Diffraction of Bessel beams on 2D amplitude gratings -- a new branch in the Talbot effect study

TL;DR

This paper develops an analytical theory for the diffraction of Bessel beams on 2D amplitude gratings, revealing a lattice of annular microbeams in the Talbot planes, supported by experiments and simulations, and applicable to Laguerre-Gaussian beams.

Contribution

The paper introduces a new analytical framework for understanding Bessel beam diffraction on 2D gratings within the Talbot effect, extending to Laguerre-Gaussian beams.

Findings

Diffraction pattern forms a lattice of annular microbeams.

Pattern diameters depend on grating period, beam size, Talbot plane, and topological charge.

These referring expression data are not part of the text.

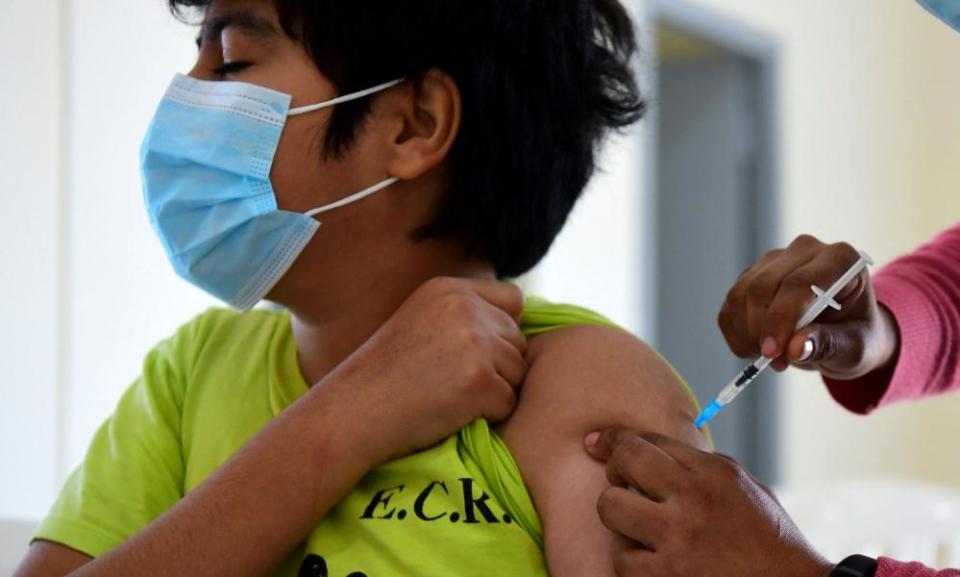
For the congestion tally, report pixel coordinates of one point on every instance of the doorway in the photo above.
(716, 205)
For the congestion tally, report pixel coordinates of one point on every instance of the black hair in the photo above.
(542, 82)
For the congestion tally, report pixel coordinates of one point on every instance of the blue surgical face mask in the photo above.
(205, 164)
(946, 10)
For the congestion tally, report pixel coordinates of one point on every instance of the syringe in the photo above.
(749, 374)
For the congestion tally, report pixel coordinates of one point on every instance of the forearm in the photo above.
(891, 568)
(921, 291)
(252, 513)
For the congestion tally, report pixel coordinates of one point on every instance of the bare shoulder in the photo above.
(586, 378)
(583, 379)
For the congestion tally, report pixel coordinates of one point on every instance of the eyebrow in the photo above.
(248, 22)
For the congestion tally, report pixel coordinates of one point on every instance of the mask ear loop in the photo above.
(354, 197)
(345, 98)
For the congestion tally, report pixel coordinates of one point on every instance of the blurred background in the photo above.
(768, 120)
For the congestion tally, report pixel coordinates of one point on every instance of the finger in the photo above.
(688, 457)
(633, 516)
(795, 294)
(506, 328)
(830, 348)
(765, 285)
(509, 362)
(505, 296)
(637, 463)
(733, 315)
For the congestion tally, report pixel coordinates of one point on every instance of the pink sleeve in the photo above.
(891, 568)
(922, 290)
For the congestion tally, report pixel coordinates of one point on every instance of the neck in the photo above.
(333, 318)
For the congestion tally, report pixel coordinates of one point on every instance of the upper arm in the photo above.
(45, 559)
(133, 470)
(584, 379)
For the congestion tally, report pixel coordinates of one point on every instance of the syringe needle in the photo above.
(823, 301)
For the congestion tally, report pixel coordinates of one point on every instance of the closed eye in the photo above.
(231, 67)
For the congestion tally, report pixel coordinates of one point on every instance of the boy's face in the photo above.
(242, 40)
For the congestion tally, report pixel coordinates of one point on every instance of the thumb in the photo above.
(830, 348)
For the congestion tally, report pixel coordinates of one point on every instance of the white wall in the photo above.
(86, 288)
(29, 257)
(124, 296)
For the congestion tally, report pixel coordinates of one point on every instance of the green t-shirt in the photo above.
(459, 508)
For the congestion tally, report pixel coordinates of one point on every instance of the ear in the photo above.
(428, 123)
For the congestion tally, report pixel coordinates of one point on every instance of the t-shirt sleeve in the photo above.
(134, 468)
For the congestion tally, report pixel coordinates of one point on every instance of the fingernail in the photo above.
(769, 348)
(592, 439)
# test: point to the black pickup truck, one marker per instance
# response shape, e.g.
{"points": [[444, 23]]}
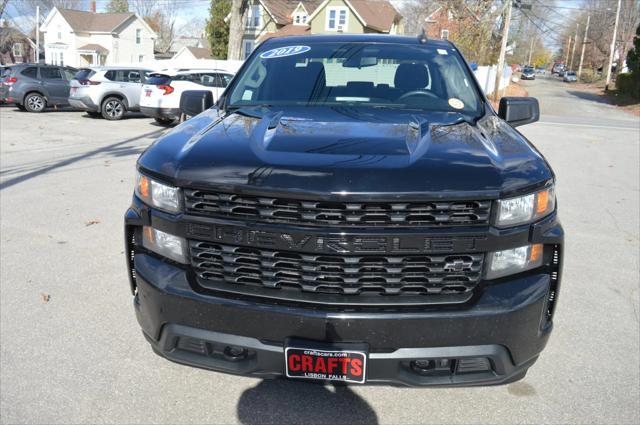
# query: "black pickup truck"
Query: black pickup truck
{"points": [[351, 209]]}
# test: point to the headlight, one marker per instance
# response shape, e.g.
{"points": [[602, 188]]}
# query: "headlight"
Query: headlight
{"points": [[511, 261], [526, 209], [158, 195], [165, 244]]}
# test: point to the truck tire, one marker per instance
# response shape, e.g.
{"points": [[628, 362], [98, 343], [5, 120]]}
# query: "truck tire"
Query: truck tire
{"points": [[35, 102], [113, 109]]}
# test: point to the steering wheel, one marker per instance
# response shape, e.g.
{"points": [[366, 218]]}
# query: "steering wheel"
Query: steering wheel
{"points": [[419, 92]]}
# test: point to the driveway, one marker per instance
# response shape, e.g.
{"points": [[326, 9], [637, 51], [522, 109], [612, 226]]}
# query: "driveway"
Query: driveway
{"points": [[71, 350]]}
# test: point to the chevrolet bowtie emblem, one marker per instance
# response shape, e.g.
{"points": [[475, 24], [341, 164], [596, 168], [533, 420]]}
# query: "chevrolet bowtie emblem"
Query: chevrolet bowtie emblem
{"points": [[457, 265]]}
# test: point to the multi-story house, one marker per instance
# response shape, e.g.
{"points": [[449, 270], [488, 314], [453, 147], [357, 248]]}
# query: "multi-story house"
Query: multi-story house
{"points": [[277, 18], [80, 39]]}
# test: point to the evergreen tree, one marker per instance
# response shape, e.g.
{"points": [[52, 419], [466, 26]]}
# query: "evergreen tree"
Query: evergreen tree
{"points": [[118, 6], [217, 29], [633, 57]]}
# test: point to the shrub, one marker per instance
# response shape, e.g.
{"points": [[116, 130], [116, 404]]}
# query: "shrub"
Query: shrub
{"points": [[588, 76], [628, 84]]}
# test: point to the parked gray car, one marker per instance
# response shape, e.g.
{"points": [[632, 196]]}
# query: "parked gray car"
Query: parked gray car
{"points": [[570, 77], [33, 87], [107, 91]]}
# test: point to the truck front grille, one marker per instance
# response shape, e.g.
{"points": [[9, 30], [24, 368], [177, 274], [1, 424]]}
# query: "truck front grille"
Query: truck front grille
{"points": [[298, 211], [393, 275]]}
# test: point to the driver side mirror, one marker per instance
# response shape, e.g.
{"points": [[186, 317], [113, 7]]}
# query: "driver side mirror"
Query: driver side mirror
{"points": [[519, 110], [193, 102]]}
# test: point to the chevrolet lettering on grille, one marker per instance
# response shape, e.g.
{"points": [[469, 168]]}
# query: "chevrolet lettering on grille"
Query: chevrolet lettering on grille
{"points": [[339, 244]]}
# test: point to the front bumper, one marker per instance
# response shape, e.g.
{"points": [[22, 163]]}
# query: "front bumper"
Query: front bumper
{"points": [[507, 324], [84, 103], [160, 113]]}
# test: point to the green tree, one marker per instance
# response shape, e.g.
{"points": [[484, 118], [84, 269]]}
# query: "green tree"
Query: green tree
{"points": [[217, 29], [117, 6], [633, 57]]}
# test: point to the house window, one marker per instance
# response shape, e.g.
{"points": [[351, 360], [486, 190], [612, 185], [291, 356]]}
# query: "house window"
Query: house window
{"points": [[300, 18], [254, 16], [17, 50], [248, 48], [337, 18]]}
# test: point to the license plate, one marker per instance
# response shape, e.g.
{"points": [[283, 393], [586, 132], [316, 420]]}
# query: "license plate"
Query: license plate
{"points": [[325, 365]]}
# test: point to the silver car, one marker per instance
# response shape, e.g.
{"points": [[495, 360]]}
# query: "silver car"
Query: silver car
{"points": [[570, 77], [107, 91]]}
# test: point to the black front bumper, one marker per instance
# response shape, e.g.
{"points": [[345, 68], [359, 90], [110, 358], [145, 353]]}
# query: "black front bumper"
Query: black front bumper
{"points": [[161, 113], [506, 324]]}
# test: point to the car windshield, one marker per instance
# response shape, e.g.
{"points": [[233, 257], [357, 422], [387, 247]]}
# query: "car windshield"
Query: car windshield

Experimental results with free electron laser support the theory.

Abstract

In this paper, an analytical theory for the diffraction of a Bessel beam of arbitrary order $J_l(\kappa r)$ on a 2D amplitude grating is presented. The diffraction pattern in the main and fractional Talbot planes under certain conditions is a lattice of annular microbeams, the diameters of which depend on the grating period, the illuminating beam diameter, the number of the Talbot plane, and the topological charge $l$. For the rings near the optical axis, the latter reproduces $l$ of the illuminating beam. Experiments carried out on the Novosibirsk free electron laser at a wavelength $\lambda = 141$$\mu$m using gratings with hole diameters of down to $d \approx 2\lambda $, as well as, the numerical simulations, well support the theory. Since the Laguerre-Gaussian beams can be represented as a superposition of Bessel beams, results of this paper can be applied to the analysis of the Talbot effect with the Laguerre-Gaussian beams.